El proceso comienza con la lengua, investigadora revoltosa e incansable de la cavidad bucal, siempre de aquí para allá, hasta que tropieza con una ranurita de nada, rasposilla ella. Dada la alarma, entra luego el dedo a recabar información, frente al espejo, haciendo morisquetas y poniendo cara de susto. Porque lo empiezas a ver venir.
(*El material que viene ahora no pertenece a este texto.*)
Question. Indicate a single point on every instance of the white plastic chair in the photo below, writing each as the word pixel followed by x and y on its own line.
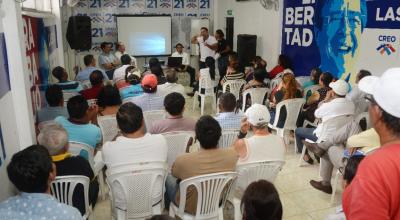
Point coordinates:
pixel 151 116
pixel 210 193
pixel 227 138
pixel 63 188
pixel 108 126
pixel 257 95
pixel 139 182
pixel 177 144
pixel 251 172
pixel 293 107
pixel 208 85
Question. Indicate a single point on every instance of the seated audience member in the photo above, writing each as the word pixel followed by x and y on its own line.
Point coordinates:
pixel 96 79
pixel 55 138
pixel 228 116
pixel 133 146
pixel 119 73
pixel 335 104
pixel 107 60
pixel 151 99
pixel 374 191
pixel 262 145
pixel 174 104
pixel 261 201
pixel 77 125
pixel 350 171
pixel 55 100
pixel 171 85
pixel 132 87
pixel 209 159
pixel 287 90
pixel 90 63
pixel 185 62
pixel 67 86
pixel 31 171
pixel 108 100
pixel 283 63
pixel 357 96
pixel 120 47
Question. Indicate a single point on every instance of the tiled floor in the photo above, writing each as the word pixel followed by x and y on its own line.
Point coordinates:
pixel 300 201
Efectivamente, ahí hay una caries. La tienes controlada y resuelves que lo mejor es no tocarla, pero la lengua sigue a lo suyo y, por más vueltas que dé, acaba en la grietecilla. Desde luego, cada vez mayor. "Oiga --le llamas a la enfermera--, que a ver cuándo podrá recibirme el doctor porque, la verdad, no estoy seguro, pero creo que tengo una fisurita de nada en una muela". Nada importante, insistes, como si a ella le importara más que un pimiento tu pánico evidente.

Llamas desde el portal con la esperanza de que se hayan confundido al darte la cita y hoy sea la festividad del patrón de los dentistas (¿san Torquemada?). Qué va. La puerta se abre. Y dudas, coño si dudas, como que tiras por la escalera para darte un tiempo de meditación. Mientras no te vean, aún estás a tiempo de salir de naja. Hay que echarle un par, total... si sólo te va a mirar...
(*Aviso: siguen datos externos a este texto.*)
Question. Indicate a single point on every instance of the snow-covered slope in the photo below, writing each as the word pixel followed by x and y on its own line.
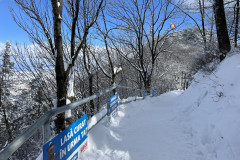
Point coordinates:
pixel 211 109
pixel 202 123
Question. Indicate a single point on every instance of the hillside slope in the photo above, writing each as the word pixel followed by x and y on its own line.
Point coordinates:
pixel 201 123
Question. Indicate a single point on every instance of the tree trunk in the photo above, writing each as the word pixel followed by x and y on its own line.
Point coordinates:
pixel 236 25
pixel 90 79
pixel 221 27
pixel 147 84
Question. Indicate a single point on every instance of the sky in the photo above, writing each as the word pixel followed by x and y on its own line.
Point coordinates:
pixel 9 31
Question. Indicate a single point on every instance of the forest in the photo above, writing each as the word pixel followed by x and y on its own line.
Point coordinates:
pixel 80 47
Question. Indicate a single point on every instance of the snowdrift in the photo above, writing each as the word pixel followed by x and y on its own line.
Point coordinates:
pixel 211 109
pixel 201 123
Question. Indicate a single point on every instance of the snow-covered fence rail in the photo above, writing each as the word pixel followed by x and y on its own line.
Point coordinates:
pixel 44 121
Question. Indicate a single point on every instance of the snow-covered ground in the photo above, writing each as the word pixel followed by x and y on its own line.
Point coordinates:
pixel 202 123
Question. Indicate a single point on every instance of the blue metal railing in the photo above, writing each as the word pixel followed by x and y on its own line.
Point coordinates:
pixel 44 121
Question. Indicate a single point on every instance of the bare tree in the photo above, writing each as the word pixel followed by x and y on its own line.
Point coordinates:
pixel 143 33
pixel 221 27
pixel 53 27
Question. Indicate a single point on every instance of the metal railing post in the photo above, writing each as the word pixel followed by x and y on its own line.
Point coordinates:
pixel 135 91
pixel 46 132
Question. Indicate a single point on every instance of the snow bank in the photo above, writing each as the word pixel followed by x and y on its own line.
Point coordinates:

La salita de espera no es precisamente una zambra: las caras de los presentes te acaban de hundir en la miseria, cada uno con su lengua hurgando su problema. Silencio absoluto, y una música de fondo suave, a todas luces engañosa, una trampa para incautos, porque a mí no me camela, ya sé que el drama está al otro lado de la puerta. Sólo hay que poner el oído y escuchar, cuando el hilo musical cesa, ese sonido revolucionado y eléctrico. ¿Por qué se oye siempre? ¿Para ir abriendo boca?

Las revistas, sobre la mesita, dirigidas al sector, mejor ni tocarlas. Son como catálogos del doctor Mengele, con sillones llenos de palanquitas, pinchos anexos y otras maravillas de la técnica. Algún artículo advierte en su encabezamiento: Las revisiones son fundamentales, Vigile su boca, La importancia de la higiene, El mito del miedo al dentista. Pues qué bien. Después de varios sobresaltos con la presencia de la enfermera recabando materia prima, inexorablemente acaba por decir tu nombre. Allá vamos.
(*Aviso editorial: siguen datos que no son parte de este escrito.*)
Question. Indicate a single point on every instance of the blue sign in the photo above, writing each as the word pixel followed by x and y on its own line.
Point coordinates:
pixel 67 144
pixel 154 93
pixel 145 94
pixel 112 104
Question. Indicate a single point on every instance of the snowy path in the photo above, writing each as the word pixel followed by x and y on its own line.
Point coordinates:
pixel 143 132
"Abra la boca", oyes. "Huy, huy, huy -exclama el que consideras descendiente de la Inquisición-, ¿qué tenemos aquí?, una caries seria, creo que hemos perdido la muela. Tendremos que extraer (psicología pura, obsérvese el verbo, habla como si él fuera la víctima)". "Es que yo sólo venía a mirarme", recurres en un intento por levantarte traicionado por el lumbago. "Tranquilo, será un momento", decide el docto facultativo mientras la enfermera, más versada que el gran Gaona en el arte de las banderillas, comienza a preparar una jeringa de vitorino.

Cuando sales a la calle, miras el mundo de otra manera, te reconcilias con la vida y hasta el humo de los coches parece una bendición. No sientes la mitad de la cara y crees que todos observan tu mueca congelada por el aguijón. Pero estás vivo, muy vivo: llevas la venganza ahí dentro, porque le has prometido que volverás la semana que viene para una revisión a fondo. Y tú sabes que puede esperar sentado. En su puñetero sillón, por ejemplo.